How to compare different columns from two Dataframes in Python

Solution 1:

You could extract the information into native python data structures and then merge it back with your original DataFrames -

To do this - I would first make pairs out of the Sender and Receiver columns in df2 -

def make_pairs(row):
    senders = row['Sender'].replace("[", "").replace("]", "").split(",")
    receivers = row['Receiver'].replace("[", "").replace("]", "").split(",")
    pairs = [(s, r) for s in senders for r in receivers]
    return pairs
send_receive_combinations = df2.apply(make_pairs, axis=1).to_dict()
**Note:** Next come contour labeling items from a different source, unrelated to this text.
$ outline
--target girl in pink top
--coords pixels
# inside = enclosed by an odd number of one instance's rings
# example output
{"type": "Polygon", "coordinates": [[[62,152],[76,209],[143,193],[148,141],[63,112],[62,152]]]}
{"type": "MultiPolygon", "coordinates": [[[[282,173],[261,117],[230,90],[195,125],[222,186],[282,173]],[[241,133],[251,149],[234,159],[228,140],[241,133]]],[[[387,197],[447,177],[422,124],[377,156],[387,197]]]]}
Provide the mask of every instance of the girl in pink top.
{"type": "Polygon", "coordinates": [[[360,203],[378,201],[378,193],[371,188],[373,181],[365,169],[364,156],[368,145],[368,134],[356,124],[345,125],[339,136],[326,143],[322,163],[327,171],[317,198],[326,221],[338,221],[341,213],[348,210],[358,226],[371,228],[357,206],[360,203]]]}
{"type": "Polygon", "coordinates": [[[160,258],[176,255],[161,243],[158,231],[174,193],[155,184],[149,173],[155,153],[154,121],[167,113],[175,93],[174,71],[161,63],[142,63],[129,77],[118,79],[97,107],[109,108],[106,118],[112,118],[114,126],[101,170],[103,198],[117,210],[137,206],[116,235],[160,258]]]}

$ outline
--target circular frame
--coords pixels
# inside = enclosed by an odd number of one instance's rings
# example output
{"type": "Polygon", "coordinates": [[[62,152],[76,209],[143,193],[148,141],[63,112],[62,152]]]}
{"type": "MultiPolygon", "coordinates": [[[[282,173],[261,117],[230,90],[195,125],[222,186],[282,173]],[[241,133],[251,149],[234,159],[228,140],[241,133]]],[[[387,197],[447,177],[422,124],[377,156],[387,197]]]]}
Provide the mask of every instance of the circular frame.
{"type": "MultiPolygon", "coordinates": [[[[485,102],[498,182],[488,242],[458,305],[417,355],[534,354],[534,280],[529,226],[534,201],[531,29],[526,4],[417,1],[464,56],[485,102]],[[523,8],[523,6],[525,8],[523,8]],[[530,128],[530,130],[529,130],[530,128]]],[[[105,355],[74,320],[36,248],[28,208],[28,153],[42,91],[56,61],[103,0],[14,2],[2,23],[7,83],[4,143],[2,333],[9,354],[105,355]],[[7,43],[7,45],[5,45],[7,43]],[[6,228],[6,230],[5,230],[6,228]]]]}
Then map the combination of IDA and IDB from df1 into a dictionary:

rels = {(ida, idb): rel for ida, idb, rel in df1.values}

A dict comprehension (or even a simple for loop) can then be used to subset values of interest

rel_pairs = {key: rels[pair] for key, combination in send_receive_combinations.items() for pair in combination if pair in rels}

And finally, we can merge this dict with df2 -

df2['relationship'] = df2.index
df2['relationship'] = df2['relationship'].map(rel_pairs)
    Sender     Receiver relationship
#0  [A900,A200]  [A500,A220]       Spouse
#1  [A150,A100]       [A400]          NaN
#2  [A400,A112]       [A500]          NaN
#3  [A700,A112]  [A111,A001]       Parent